To find deleted files on a disk, then, the examiner only needs to find directory entries with a

0xE5 in the first byte, indicating those that have been marked as deleted. The pointer to the firstcluster is still valid and, with luck, all of the clusters have been allocated in sequence. Once the examiner finds the beginning and end of the data, it can be copied into a new file and viewed.

The Use of Automated Tools in Computer Forensics Examinations

To ensure reliable discovery and reporting, automated computer forensics may be employed to

augment the examiner. A discussion about the use of automated tools in compute forensics

exams can be found in the article 'The "Tools Proven in Court" Question' by Steve Hailey,

available from . The tool, the particular exam,

and the examiner should be able to pass all of the tests brought up in this article:

1. Was the evidence gathered and verified in a sound manner?
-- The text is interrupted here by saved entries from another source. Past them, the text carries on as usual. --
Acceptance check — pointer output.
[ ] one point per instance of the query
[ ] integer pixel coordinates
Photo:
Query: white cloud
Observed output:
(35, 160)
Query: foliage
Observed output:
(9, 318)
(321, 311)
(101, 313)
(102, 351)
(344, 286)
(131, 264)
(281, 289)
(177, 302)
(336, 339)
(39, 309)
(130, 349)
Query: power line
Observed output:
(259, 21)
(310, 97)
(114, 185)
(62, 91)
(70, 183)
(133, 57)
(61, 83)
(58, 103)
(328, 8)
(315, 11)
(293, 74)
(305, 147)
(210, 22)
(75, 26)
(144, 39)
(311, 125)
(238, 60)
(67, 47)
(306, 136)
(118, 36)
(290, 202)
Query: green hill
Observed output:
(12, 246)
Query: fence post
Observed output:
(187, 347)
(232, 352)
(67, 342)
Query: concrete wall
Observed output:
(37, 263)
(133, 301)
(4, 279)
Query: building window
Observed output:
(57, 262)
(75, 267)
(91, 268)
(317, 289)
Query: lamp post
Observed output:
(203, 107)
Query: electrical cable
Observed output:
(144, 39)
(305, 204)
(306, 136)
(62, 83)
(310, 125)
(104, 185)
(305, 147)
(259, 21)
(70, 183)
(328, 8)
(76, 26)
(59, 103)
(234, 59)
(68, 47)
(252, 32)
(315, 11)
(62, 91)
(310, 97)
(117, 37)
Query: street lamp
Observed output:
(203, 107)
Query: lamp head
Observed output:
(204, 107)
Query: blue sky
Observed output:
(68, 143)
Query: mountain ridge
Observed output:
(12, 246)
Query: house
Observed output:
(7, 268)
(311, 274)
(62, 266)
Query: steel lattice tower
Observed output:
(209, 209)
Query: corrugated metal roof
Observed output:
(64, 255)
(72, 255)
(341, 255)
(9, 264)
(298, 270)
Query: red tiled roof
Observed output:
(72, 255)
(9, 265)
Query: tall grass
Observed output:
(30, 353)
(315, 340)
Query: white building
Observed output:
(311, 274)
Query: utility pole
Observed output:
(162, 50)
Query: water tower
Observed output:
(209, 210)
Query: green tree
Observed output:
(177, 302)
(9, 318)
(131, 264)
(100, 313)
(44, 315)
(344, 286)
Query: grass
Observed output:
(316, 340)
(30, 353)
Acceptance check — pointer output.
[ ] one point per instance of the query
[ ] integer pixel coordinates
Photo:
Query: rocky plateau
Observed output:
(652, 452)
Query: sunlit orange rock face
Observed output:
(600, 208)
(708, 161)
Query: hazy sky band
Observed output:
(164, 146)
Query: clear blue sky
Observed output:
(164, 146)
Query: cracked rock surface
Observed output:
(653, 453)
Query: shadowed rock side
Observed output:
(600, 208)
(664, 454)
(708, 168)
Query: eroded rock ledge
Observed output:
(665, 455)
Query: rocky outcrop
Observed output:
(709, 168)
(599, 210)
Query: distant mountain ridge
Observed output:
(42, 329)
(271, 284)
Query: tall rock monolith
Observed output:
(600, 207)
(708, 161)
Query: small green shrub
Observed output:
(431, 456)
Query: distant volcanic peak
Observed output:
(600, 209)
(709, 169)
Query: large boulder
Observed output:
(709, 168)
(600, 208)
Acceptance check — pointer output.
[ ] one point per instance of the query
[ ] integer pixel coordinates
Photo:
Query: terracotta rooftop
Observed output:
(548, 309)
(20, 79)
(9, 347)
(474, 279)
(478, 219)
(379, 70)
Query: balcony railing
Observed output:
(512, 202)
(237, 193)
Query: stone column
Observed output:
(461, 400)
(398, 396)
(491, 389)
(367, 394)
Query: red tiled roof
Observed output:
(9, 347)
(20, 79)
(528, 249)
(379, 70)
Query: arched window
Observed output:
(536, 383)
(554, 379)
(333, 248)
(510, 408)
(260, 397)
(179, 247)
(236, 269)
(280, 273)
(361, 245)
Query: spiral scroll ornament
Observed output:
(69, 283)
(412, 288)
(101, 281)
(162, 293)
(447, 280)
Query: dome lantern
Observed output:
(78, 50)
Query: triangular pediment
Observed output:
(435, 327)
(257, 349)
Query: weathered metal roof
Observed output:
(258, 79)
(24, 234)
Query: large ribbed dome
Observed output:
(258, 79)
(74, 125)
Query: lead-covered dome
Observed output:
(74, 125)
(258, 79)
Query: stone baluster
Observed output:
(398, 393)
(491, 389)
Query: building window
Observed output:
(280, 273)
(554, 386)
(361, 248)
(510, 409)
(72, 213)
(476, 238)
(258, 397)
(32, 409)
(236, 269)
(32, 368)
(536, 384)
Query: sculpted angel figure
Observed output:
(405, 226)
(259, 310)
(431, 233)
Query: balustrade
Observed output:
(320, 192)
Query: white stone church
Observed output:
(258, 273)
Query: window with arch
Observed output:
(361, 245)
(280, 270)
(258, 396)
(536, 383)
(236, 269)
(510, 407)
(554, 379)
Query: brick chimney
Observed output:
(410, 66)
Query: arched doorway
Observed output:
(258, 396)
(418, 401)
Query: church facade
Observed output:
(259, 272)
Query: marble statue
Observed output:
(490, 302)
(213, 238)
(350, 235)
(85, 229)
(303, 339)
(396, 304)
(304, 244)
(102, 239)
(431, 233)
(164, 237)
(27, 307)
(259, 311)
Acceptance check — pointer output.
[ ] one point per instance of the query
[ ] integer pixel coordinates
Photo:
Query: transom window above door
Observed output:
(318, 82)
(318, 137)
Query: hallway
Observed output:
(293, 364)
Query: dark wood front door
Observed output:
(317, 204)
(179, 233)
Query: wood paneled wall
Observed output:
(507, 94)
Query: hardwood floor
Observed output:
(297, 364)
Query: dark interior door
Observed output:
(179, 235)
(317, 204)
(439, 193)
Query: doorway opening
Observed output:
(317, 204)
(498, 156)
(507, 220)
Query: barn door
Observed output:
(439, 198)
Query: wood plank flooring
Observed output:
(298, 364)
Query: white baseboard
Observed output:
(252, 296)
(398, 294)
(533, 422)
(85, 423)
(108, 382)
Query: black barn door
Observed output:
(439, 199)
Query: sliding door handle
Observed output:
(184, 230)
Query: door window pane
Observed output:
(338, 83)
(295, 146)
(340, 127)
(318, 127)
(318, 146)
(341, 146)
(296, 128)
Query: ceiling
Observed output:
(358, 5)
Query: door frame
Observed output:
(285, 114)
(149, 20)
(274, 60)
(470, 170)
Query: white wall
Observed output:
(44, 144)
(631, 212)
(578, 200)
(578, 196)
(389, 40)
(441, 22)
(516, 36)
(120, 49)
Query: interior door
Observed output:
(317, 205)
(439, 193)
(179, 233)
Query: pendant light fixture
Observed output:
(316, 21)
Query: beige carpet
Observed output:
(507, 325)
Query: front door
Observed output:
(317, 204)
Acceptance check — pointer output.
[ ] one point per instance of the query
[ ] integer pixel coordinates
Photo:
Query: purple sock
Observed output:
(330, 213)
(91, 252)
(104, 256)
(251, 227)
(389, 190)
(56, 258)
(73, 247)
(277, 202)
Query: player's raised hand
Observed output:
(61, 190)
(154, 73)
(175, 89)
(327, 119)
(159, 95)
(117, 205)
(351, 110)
2. Was a chain of custody maintained?

3. Is the ownership and licensing appropriate for the tools used?

4. Was the proper examination environment being maintained?

5. Can the results of the technical analysis be duplicated using other tools?

6. Does the Analyst understand what the tools they use are actually doing, or are they

merely taking for granted what an automated process is reporting?

7. Do other professionals use the same techniques and methodology?

8. Is the Analyst technically capable of defending/supporting their interpretation of the

evidence?

The Tests:

• Has or can the expert's technique or theory been/be tested?

• Has the technique or theory has been subject to peer review and publication?

• Is the potential rate of error of the technique or theory known, and accepted?

• Are standards controlling the technique's operation in existence and are they maintained?

• Has the theory or method been generally accepted by the scientific community?